Longer rides require a well-thought-out nutrition plan. Calculate your energy needs based on the duration and intensity of your ride. Aim to consume carbohydrates regularly, preferably getting a hit around every 30 minutes, to replenish glycogen stores. Incorporate a combination of solid and liquid nutrition options to suit your preferences and digestive system. Making sure you bring enough food for the duration of the ride sounds obvious but it’s something many experienced cyclists still do not do. You never know when the shop might be shut restricting your access to Jelly Babies… something this writer knows about. 

Image courtesy of OTE sports

Keep track of your nutrition intake during the ride. Set reminders on your watch or head unit to ensure you don’t miss your fueling windows. It’s easy to get caught up in the ride and forget to eat – especially in a group, which can lead to a sudden energy crash. Stay disciplined with your nutrition plan to maintain a constant supply of fuel and avoid bonking. Finally, remember that your energy needs and carbohydrate needs are NOT the same thing.

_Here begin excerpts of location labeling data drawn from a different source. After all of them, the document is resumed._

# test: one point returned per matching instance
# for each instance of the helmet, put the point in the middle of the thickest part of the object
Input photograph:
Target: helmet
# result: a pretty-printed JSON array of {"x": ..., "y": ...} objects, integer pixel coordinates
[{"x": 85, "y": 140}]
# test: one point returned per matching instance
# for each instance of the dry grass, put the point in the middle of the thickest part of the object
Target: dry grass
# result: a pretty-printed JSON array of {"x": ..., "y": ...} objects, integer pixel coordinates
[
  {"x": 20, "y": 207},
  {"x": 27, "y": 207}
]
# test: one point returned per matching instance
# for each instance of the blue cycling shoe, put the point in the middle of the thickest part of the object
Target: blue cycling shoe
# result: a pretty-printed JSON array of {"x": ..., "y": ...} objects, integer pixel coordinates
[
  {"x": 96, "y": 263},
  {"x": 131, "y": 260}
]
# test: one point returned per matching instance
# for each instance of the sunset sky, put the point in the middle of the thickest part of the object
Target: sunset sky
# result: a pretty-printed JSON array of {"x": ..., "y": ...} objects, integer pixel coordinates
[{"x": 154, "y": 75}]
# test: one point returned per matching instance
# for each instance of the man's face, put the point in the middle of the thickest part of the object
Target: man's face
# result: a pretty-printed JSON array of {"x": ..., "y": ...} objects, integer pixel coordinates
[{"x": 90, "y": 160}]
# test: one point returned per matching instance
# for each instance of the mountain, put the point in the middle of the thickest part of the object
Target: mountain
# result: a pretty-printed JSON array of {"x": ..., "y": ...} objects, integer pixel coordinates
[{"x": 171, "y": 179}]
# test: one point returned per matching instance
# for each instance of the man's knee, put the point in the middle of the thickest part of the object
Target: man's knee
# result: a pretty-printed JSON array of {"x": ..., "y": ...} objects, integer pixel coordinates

Post ride, check to see how many calories you’ve burned (and bear in mind this number is a pretty rough estimate) and aim to replace these or you’ll go into chronic energy deficiency which can be dangerous. 

Train Your Body to Burn Fat

Teaching your body to utilise fat as an energy source can help prevent glycogen depletion and bonking. Incorporate longer, lower-intensity rides into your training routine to promote fat burning. These rides improve your aerobic capacity and train your body to efficiently utilise fat as a fuel source. During these rides, aim to keep your heart rate in the lower aerobic zone. By doing so, you encourage your body to burn fat rather than relying solely on glycogen. Over time, this adaptation will enhance your endurance and reduce the risk of bonking during longer rides. Intensity control is key here – in order to improve fat burning you must train at low intensities! 

gravel rider

Rest and Recovery

Adequate rest and recovery are vital to prevent fatigue and optimise performance. You’re much less likely to bonk if you go into a ride well rested and with a decent amount of glycogen in your muscles. Incorporate rest days into your training schedule to allow your body to replenish its energy stores and repair damaged muscles. Sleep is equally important; aim for 8-9 hours of quality sleep each night to support optimal recovery.

Additionally, post-ride nutrition plays a significant role in recovery. Consume a combination of carbohydrates and protein within 30-60 minutes after your ride to kickstart the recovery process and replenish glycogen stores. Another method for optimising recovery is consuming 20-30g of protein every 3 hours. Consuming large quantities of protein at once is not effective as your body can only digest so much. 


Avoiding bonking in cycling is a combination of proper nutrition, hydration, pacing, and training. By prioritising fueling strategies, pacing yourself effectively, and incorporating adequate rest and recovery, you can maintain your energy levels and avoid hitting the wall. Consistency and experimentation are key; find the nutrition and pacing strategies that work best for your body. In the end though, it’s relatively simple – you’re less likely to bonk if you eat lots and regularly on the bike, ride at an appropriate intensity and are fit.